Carta aberta a Paulo Guedes (da filha do porteiro)

Por Nathalí Macedo - Escritora, roteirista, militante feminista

Posto Ipiranga,

Costumo me arrepender sempre que clico em manchetes com seu nome. Já tive que ler que funcionários públicos são parasitas, que “todo mundo agora quer viver até 100 anos”, que “as pessoas destroem o meio ambiente porque precisam comer” (alô, agronegócio, já almoçou?) – a única certeza do brasileiro, neste momento, é que o senhor e o seu presidente jamais perderão a oportunidade de ficarem calados.

Aliás, de todos os absurdos que o senhor – surpreendentemente ou não, um dos nomes mais importantes do desgoverno Bolsonaro – já bostejou, o mais recente é também o que mais fala sobre o Brasil, o que melhor desenha o ódio de classes que deu base ao bolsonarismo com o qual o senhor contribui e do qual se beneficia. “FIES bancou universidade até pro filho do porteiro que zerou o vestibular”.

Uma primeira consideração a ser feita neste ponto é que o FIES não “banca” universidade pra ninguém. É um sistema de financiamento. Com juros e parcelas a perder de vista. Após a formatura, o estudante leva um diploma e uma dívida imensa com o Estado.

Em um país decente, com educação pública de qualidade e políticas públicas sérias para a juventude, o FIES seria obsoleto, senhor Ministro.

Já no Brasil das desigualdades, é, pra muita gente, o único caminho para a universidade. No Brasil da educação básica defasada e do ensino médio boicotado – em que o filho do porteiro tem que se esforçar dez vezes mais do que o filho do ministro pra entrar na universidade pública – é necessário que estudantes se endividem se quiserem um diploma (que de forma alguma, como o senhor deve saber, garante um emprego ou uma sobrevivência digna no Brasil de Bolsonaro).
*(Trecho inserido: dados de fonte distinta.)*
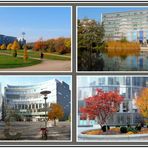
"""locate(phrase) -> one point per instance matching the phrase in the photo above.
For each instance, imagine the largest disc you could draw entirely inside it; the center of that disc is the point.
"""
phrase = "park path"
(45, 65)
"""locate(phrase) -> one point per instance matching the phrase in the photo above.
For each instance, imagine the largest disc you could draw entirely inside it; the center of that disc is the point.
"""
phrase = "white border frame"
(71, 36)
(77, 109)
(46, 141)
(92, 72)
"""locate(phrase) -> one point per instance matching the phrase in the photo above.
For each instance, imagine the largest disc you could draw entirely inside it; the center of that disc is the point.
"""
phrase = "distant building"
(10, 39)
(29, 101)
(133, 25)
(129, 87)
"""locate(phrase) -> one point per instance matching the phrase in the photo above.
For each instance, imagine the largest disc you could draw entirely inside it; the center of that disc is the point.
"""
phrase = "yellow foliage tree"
(142, 102)
(15, 45)
(25, 53)
(9, 46)
(3, 46)
(56, 112)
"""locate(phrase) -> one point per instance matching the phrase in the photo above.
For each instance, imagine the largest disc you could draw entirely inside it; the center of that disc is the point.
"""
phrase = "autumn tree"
(142, 103)
(3, 46)
(9, 46)
(15, 45)
(56, 112)
(102, 105)
(25, 53)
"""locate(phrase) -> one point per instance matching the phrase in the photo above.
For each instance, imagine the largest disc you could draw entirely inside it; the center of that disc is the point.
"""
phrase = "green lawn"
(35, 54)
(12, 62)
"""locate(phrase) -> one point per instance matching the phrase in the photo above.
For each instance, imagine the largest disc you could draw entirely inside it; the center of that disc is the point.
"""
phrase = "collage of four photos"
(37, 76)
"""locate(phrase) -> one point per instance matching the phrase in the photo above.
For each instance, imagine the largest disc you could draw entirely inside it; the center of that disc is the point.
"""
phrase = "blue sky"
(30, 79)
(36, 22)
(95, 12)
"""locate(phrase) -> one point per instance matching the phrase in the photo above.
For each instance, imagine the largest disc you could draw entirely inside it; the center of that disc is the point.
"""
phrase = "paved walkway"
(31, 131)
(45, 65)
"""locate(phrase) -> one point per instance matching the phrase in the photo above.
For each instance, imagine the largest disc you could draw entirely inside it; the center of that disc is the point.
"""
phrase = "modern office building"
(128, 86)
(10, 39)
(31, 104)
(132, 25)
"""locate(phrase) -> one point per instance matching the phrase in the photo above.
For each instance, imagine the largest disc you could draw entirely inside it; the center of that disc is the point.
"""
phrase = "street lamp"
(45, 93)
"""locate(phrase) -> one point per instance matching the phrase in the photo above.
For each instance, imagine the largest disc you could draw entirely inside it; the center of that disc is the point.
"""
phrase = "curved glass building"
(128, 86)
(129, 24)
(28, 100)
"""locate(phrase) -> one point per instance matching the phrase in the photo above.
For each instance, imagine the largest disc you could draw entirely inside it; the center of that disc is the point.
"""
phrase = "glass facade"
(128, 86)
(130, 24)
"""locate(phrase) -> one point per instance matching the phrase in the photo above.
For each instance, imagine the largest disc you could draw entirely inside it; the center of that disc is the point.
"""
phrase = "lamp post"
(45, 93)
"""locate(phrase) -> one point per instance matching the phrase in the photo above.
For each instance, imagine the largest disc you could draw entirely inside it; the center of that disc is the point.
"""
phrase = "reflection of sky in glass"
(86, 80)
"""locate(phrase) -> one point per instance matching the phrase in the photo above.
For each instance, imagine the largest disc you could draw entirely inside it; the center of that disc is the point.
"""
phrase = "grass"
(35, 54)
(12, 62)
(113, 131)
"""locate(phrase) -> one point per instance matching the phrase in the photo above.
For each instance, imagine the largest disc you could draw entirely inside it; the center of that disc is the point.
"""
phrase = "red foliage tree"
(102, 105)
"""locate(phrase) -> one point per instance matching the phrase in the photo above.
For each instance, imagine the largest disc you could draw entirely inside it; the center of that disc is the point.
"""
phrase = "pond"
(131, 62)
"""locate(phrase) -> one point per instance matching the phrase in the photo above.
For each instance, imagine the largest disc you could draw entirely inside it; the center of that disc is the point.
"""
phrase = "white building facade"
(129, 87)
(28, 100)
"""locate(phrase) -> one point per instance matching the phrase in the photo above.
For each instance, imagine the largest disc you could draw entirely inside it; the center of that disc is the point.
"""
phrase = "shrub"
(3, 47)
(123, 129)
(15, 53)
(130, 129)
(130, 133)
(117, 125)
(138, 127)
(105, 128)
(128, 125)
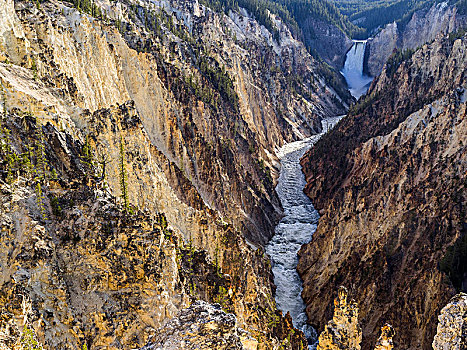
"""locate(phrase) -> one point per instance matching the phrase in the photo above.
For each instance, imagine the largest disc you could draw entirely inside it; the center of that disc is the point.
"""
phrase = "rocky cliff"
(137, 167)
(452, 327)
(327, 40)
(389, 181)
(424, 25)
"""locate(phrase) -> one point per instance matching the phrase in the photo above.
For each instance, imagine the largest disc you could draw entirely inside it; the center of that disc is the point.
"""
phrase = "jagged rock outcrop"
(197, 119)
(202, 326)
(389, 181)
(385, 339)
(343, 331)
(423, 26)
(452, 327)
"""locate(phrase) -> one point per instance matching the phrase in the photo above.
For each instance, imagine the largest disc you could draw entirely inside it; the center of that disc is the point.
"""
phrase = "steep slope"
(422, 26)
(202, 91)
(389, 181)
(137, 166)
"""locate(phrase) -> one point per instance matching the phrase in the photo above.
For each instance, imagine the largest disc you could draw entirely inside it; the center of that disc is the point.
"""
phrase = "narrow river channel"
(295, 229)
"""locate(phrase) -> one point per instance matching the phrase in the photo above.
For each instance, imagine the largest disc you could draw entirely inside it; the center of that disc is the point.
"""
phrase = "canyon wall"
(389, 181)
(138, 167)
(423, 26)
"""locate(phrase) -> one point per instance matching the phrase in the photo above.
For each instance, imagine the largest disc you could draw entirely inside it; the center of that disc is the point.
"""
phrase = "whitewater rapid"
(357, 81)
(295, 229)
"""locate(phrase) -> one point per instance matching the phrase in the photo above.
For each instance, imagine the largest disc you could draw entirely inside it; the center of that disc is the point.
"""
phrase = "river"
(295, 229)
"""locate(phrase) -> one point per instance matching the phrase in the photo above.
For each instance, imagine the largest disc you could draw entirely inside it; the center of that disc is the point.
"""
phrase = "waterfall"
(357, 81)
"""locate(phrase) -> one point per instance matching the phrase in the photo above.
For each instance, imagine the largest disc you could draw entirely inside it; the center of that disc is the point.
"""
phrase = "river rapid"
(295, 229)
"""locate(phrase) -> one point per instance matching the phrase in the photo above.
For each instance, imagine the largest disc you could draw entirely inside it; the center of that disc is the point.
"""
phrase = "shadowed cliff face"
(202, 106)
(390, 183)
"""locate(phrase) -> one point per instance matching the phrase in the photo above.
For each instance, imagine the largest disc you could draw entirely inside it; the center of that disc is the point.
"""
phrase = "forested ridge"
(358, 19)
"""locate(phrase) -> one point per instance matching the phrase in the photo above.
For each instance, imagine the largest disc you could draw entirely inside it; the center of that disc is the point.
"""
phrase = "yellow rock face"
(343, 331)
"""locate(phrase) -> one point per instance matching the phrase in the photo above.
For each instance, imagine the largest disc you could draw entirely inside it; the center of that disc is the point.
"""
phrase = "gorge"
(357, 80)
(295, 229)
(184, 174)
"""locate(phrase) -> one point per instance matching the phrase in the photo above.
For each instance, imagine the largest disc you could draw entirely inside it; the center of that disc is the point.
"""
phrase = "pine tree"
(123, 177)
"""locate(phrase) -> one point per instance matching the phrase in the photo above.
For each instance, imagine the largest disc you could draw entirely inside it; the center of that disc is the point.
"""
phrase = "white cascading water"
(353, 69)
(295, 229)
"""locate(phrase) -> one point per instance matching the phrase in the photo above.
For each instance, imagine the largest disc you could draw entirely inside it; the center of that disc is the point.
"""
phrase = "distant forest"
(359, 19)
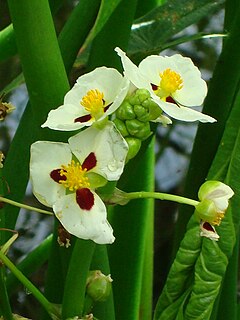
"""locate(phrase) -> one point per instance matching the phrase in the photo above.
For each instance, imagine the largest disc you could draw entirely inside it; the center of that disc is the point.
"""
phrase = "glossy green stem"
(27, 284)
(5, 308)
(75, 285)
(160, 196)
Eu era a filha do porteiro. Do moto-taxista (no nordeste não tem motoboy, tem moto-taxista), para ser mais específica. Lá em 2011, quando passei no vestibular com bolsa 50% pelo ProUni, eu trabalhava pra pagar a metade do meu cursinho pré-vestibular. A outra metade o meu pai pagava, com o dinheiro que ganhava nas corridas – de dois em dois reais.

Quando fui aprovada, não tínhamos dinheiro pra pagar a outra metade da mensalidade, que não era coberta pela bolsa. Se não existisse o FIES, senhor Ministro, eu não estaria no doutorado aos 26 anos.

Na época, fizemos o financiamento para o primeiro semestre, e eu estudei ainda mais pra conseguir uma bolsa integral pelo ProUni no semestre seguinte. Graças a ele, a partir do segundo período eu já não precisava me endividar pra estudar. Tive meu curso completamente patrocinado pelo governo responsável por colocar os filhos do porteiro na universidade, um governo que investe em seus jovens. Depois disso, pude enfim ter condições de entrar em uma universidade pública para o mestrado.

É isso que te preocupa – não só a você, mas a toda a classe média que odeia pobre: nós, os pobres, estamos na universidade, muitas vezes fazendo pesquisas contra seu governo. O problema de vocês com o PT nunca foi a corrupção. A gente sabe: sempre foi ódio de classes.

Nós já sabíamos quando vocês comiam picanha em frente à FIESP. Quando lançou o premiado “Que Horas Ela Volta?”, Ana Muylaert também sabia. E adivinha? Não foi Jéssica que zerou o vestibular. Foi Fabinho, o filho dos ricaços. Poderia facilmente ser filho do ministro: esses meninos brancos que tiveram tudo e nunca precisaram desenvolver as próprias habilidades – e, em razão disso, ficaram burros. Acontece.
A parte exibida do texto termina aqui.